Wanted: real Democrats
Return with us now to those fabled days of yesteryear when Democrats were economic populists and fighting champions of the people against power.
Recall with us the way Democrats fought against conventional wisdom and entrenchment.
Remember how Democrats demanded the protections of civil liberties and civil rights.
Summon up memories of the direct and forthright language Democrats once used.
Franklin Roosevelt could warn against businesspeople who sought to consolidate “into their own hands an almost complete control over other people’s property, other people’s money, other people’s labor, other people’s lives.”
Harry Truman, offended by criticism of his daughter’s singing, could write to a critic, “Some day I hope to meet you.
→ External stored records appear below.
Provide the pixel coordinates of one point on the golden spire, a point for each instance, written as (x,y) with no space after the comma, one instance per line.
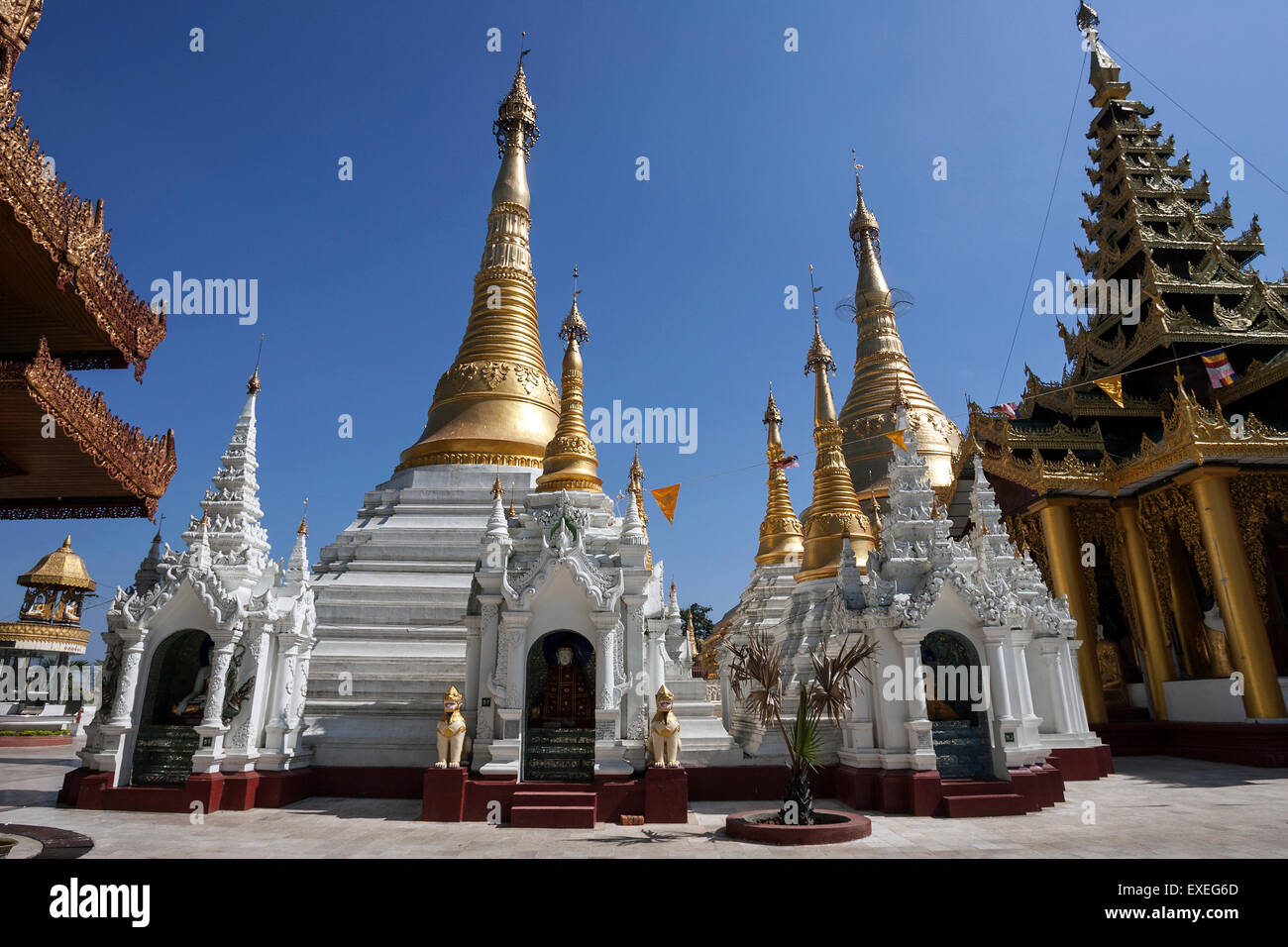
(780,530)
(496,403)
(883,373)
(570,460)
(835,512)
(636,488)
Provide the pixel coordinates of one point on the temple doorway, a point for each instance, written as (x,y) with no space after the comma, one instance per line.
(172,703)
(954,684)
(559,714)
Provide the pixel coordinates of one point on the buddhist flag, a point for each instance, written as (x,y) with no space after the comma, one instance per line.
(896,438)
(666,497)
(1113,386)
(1220,371)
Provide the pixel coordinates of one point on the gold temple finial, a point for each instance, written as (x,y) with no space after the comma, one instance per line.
(835,513)
(570,458)
(510,418)
(253,384)
(780,530)
(883,375)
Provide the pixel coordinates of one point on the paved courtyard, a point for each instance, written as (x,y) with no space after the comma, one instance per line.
(1153,806)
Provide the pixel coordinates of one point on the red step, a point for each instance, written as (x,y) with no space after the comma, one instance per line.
(562,799)
(991,804)
(975,788)
(553,815)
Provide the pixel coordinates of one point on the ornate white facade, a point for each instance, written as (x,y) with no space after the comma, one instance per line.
(566,564)
(218,626)
(921,595)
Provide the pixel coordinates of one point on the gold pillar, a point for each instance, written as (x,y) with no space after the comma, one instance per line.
(1158,654)
(1064,558)
(1235,591)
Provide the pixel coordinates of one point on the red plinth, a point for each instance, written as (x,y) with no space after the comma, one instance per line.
(666,793)
(443,799)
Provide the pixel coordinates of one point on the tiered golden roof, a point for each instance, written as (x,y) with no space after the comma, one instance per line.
(570,459)
(780,531)
(835,513)
(496,405)
(883,375)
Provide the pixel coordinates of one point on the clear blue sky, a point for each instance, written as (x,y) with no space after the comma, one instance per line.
(223,163)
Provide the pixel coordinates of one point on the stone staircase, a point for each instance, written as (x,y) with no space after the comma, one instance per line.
(554,805)
(703,738)
(162,755)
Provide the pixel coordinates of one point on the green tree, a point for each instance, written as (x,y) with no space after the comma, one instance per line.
(702,624)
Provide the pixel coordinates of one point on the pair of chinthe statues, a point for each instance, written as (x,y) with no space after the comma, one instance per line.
(664,738)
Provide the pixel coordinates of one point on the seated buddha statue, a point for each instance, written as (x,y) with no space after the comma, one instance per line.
(567,703)
(1216,647)
(1111,661)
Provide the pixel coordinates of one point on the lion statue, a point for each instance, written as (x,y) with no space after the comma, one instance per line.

When that happens you’ll need a new nose, a lot of beefsteak for black eyes, and perhaps a supporter below!”
John Kennedy could accuse steel executives who conspired to raise prices, “whose pursuit of private power and profit exceeds their sense of public responsibility,” of showing “such utter contempt for the interests of 185 million Americans.”
Robert Kennedy, in speaking against an unnecessary war, could denounce his own government for a “web of repression” against dissenters.
Read now of what The Washington Post calls the sound of silence—the reaction of Democrats in the U.S. Senate when one of their colleagues introduced a resolution a few weeks back to censure President George Bush for breaking the law and trying to cover it up:
“Democratic senators, filing in for their weekly caucus lunch yesterday, looked as if they’d seen a ghost.
“'I haven’t read it,’ demurred Barack Obama (Ill.).
“'I just don’t have enough information,’ protested Ben Nelson (Neb.).
“'I really can’t right now,’ John Kerry (Mass.) said as he hurried past a knot of reporters—an excuse that fell apart when Kerry was forced into an awkward wait as Capitol Police stopped an aide.
“Hillary Rodham Clinton (N.Y.) brushed past the press pack, shaking her head and waving her hand over her shoulder. When an errant food cart blocked her entrance to the meeting room, she tried to hide from reporters behind the 4-foot-11 Barbara Mikulski (Md.).”
There is a difference between the political courage needed in the hallways of decision making and the physical courage needed on the field of battle. Politics doesn’t require the same level of grit and nerve as war. That’s why it’s so disappointing to see that the Democrats can’t even muster the political spirit to call this weak and arrogant president to account. It is particularly discouraging to see a genuine war hero like Kerry cowering before a politically unpleasant task.
Kerry, Clinton and most other Democrats in the Senate voted for war against Iraq. It’s unfortunate that they are matching the courage of the U.S. soldiers they sent into battle only with their own cowardice in Congress. It’s not just George W. Bush who needs censuring.